1936 Berlin Olimpiyatları, Nazi lideri Adolf Hitler için, ari ırkın üstünlüğünü kanıtlama fırsatıydı. Beyaz tenli, pembe yanaklı altın saçlı Alman sporcular madalyadan madalyaya koşacaktı. Hitler de stadyumda yerini aldı. Ancak o da ne! ABD’li siyahi atlet Jesse Owens 4 altın madalya kazanarak Hitler’e yanıt verdi. Kırılan her rekor sonrası gamalı bayraklarla süslü stat sessizliğe büründü.
Gözler ‘tahtında’ oturan Hitler’deydi. Hitler; Owens’ın elini bile sıkmadan sinirlenerek stadyumu terk etti. Müsabakalarda ‘renk’ meselesinin uluslararası çapta gündeme ilk gelişi hatırladığım kadarıyla buydu. Mesela kimse ABD’li atlet Tommie Smith ismini hatırlamaz. Ama herkes, o ve takım arkadaşı John Carlos’un 1968’de Mexico City’deki olimpiyatlarda şampiyonluk kürsüsüne çıkıp Amerikan milli marşı çalınırken, başları öne eğik, tek ellerinde siyah deri eldivenle yumruklarını havaya kaldırdığı sessiz protestoyu hatırlar. Onlar ‘Kara Panter’di. Ve ABD’de siyahilere karşı yapılan ayrımcılığı Olimpiyat kürsüsünden dünyaya haykırarak sembolleştiler.
Fransa’da Real Madrid’li iki efsane, biri Zidane diğeri Benzema, ikisi de maçlardan önce Fransız milli marşını söylemeyerek büyük skandala imza atmıştı. Cezayir asıllı bu futbolcular Fransız milli marşının ırkçı ifadeler taşıdığını düşünüyordu. Fransa’da iktidara yürüyen aşırı milliyetçi kadın lider Jean-Marie Le Pen, o dönem Benzema’nın kulübünden atılması, vatandaşlıktan çıkarılması tartışmasını ülke gündemine taşıdı.
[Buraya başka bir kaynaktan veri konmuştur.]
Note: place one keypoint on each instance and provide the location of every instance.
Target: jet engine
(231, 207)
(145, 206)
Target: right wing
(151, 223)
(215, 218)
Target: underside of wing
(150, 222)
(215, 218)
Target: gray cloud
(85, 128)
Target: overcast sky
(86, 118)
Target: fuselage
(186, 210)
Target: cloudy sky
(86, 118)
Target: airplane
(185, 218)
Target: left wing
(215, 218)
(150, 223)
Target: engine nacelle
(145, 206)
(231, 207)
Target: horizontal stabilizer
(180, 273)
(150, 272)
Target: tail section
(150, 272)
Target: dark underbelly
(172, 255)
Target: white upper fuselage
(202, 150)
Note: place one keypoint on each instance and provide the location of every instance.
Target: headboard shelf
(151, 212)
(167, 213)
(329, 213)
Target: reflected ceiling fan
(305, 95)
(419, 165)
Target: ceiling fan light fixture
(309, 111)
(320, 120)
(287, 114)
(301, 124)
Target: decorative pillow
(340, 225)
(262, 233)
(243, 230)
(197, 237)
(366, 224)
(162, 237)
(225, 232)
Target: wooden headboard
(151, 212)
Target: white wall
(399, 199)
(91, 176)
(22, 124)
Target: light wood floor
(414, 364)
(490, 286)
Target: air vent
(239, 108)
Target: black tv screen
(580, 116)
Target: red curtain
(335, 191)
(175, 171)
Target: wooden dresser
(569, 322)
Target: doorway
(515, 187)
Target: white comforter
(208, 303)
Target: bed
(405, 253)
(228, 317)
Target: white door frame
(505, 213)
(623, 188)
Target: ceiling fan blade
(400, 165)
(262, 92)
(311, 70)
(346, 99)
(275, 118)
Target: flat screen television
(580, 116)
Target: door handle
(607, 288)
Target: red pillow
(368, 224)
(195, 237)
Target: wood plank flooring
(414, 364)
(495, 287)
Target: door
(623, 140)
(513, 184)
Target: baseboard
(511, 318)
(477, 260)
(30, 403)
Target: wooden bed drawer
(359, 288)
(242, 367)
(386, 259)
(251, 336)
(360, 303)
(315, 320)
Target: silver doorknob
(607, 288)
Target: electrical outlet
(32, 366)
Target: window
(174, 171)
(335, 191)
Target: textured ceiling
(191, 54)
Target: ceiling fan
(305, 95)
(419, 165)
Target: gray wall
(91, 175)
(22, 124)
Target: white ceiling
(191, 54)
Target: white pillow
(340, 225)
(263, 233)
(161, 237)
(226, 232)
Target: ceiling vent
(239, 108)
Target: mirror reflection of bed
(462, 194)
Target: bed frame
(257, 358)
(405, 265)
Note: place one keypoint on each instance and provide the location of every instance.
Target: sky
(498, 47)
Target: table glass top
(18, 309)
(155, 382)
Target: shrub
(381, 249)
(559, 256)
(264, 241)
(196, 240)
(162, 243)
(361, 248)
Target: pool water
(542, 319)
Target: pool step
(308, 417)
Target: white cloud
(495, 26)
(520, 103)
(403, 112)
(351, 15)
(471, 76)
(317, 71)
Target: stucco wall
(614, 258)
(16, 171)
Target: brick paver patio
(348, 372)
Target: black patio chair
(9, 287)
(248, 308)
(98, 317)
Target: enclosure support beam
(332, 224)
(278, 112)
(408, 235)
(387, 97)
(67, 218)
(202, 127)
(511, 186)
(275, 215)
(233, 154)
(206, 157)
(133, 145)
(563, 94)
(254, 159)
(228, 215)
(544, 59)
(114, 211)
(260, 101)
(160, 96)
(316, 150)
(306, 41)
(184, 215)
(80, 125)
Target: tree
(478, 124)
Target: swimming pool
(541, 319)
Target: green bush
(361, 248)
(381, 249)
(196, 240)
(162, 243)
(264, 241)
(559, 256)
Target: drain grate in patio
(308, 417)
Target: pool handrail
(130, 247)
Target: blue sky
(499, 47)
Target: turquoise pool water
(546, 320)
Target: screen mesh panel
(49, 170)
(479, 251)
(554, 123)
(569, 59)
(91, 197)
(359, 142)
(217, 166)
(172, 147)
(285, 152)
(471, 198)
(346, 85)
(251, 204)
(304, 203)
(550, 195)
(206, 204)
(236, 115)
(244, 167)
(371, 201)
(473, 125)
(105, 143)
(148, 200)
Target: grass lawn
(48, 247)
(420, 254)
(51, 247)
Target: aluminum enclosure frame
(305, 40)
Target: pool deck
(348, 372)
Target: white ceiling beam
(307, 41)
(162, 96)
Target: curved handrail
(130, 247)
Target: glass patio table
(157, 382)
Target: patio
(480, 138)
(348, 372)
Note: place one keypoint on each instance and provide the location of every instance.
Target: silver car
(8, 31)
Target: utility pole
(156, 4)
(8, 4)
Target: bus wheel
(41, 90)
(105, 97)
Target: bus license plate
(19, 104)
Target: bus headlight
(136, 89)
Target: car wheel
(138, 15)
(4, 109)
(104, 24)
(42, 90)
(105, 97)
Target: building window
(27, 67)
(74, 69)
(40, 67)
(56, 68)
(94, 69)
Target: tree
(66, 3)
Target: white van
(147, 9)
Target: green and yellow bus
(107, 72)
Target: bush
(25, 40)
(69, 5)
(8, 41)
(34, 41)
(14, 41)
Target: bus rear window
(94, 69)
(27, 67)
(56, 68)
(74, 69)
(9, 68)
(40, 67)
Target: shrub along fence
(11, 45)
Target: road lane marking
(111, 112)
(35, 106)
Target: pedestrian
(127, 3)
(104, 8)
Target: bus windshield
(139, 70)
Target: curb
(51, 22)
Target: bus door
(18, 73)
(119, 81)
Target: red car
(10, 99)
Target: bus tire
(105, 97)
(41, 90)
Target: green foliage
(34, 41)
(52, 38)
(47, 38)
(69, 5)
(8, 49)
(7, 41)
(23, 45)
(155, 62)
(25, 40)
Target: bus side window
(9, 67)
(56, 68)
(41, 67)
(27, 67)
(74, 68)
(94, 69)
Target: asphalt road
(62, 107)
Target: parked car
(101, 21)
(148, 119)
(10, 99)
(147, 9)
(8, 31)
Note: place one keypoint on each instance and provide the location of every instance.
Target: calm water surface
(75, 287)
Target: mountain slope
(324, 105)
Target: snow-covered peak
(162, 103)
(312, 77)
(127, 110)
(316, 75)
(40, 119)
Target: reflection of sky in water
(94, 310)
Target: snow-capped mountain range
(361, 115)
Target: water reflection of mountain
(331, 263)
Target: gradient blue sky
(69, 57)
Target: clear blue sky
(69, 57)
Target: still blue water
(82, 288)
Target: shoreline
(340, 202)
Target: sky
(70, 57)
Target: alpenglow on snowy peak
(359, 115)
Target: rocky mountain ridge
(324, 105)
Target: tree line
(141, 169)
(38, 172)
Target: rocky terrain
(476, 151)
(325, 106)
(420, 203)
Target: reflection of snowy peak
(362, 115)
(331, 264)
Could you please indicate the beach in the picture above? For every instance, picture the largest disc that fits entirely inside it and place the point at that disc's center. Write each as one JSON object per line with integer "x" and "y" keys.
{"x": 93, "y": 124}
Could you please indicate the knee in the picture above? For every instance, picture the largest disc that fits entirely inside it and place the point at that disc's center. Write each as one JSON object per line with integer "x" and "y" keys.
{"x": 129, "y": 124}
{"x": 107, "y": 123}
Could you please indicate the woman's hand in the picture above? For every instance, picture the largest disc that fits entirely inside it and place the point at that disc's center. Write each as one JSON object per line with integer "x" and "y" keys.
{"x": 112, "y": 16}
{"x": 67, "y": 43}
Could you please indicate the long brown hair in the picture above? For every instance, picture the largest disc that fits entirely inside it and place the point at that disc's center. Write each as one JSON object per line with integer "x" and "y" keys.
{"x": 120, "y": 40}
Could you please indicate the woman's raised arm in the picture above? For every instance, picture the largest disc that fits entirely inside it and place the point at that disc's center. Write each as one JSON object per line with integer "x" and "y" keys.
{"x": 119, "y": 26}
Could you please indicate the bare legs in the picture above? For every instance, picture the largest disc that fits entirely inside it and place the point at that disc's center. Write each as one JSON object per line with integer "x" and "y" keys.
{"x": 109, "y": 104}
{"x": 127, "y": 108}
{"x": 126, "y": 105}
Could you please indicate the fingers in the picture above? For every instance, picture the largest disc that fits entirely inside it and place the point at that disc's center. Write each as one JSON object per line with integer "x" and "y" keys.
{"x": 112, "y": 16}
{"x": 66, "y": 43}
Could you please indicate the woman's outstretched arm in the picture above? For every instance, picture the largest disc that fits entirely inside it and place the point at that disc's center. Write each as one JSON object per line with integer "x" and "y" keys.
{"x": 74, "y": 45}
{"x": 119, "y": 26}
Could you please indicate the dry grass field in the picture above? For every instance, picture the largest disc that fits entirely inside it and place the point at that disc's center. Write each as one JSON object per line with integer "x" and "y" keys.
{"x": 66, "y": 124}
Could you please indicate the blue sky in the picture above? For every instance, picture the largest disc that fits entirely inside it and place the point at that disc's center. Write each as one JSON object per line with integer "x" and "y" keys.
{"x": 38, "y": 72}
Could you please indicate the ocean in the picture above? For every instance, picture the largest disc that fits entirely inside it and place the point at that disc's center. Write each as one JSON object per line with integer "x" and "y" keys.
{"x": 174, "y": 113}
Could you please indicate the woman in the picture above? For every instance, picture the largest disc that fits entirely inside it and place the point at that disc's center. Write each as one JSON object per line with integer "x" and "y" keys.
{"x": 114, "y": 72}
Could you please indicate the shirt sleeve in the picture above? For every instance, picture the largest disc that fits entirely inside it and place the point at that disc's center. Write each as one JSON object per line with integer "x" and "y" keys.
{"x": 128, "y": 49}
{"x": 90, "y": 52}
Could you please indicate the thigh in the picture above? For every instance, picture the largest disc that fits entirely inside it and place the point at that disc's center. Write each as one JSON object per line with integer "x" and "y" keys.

Alman milli takımı Euro 2012’de İtalya’ya 2-1 yenilmesinin ardından (İki golü de Balotelli atmıştı) günlerce topa tutuldu. Alman siyasiler “Yenileceğimiz daha milli marşlar okunurken belliydi. Takımda kimse Alman marşını söylemedi” diyerek, takımdaki göçmen asıllı futbolcuları suçladı. Bild Gazetesi “Yeterince vatansever miyiz” diye başlık atıp futbolcuları hedef gösterdi.
Türk asıllı Mesut Özil de dahil göçmen futbolcuların Alman marşını söylememesi her yenilgide gündeme getirildi. ABD’de Başkan Trump döneminde de milli marş ülkeyi ikiye böldü. Polis şiddetine, beyaz ırkın üstünlüğüne ve siyahilere ayrımcılığı protesto için Amerikan Futbol Ligi’nde (NFL) başlayan milli marş protestosuna, NBA’li basketbolcular da katıldı.
Sporcular milli marş çalınırken eli kalbinde ayakta selam durmak yerine yere diz çökerek saygı duruşunda bulunuyordu (Katar’da İngiliz milli futbolcular buna devam ediyor). Başkan Trump “Vatan haini bunlar, hepsi kovulmalı” diye meseleye katılınca, kimi taraftarlar oyuncuları yuhalarken, kimileri alkışlarla ya da kendileri de diz çökerek destek verdi.
HAK ARAMA YERİ GİBİ
Gelelim Katar’daki Dünya Kupası’na. Kupa daha başlamadan yasaklarıyla, ifade özgürlüğünü kısıtlamaya yönelik yaptırımlarıyla (İçki, gazetecilere konuşma engeli, taraftara kılık kıyafet yasağı, eşcinsel hakları vs.) fazlaca ön plana çıktı. Tepki de gelmekte gecikmedi.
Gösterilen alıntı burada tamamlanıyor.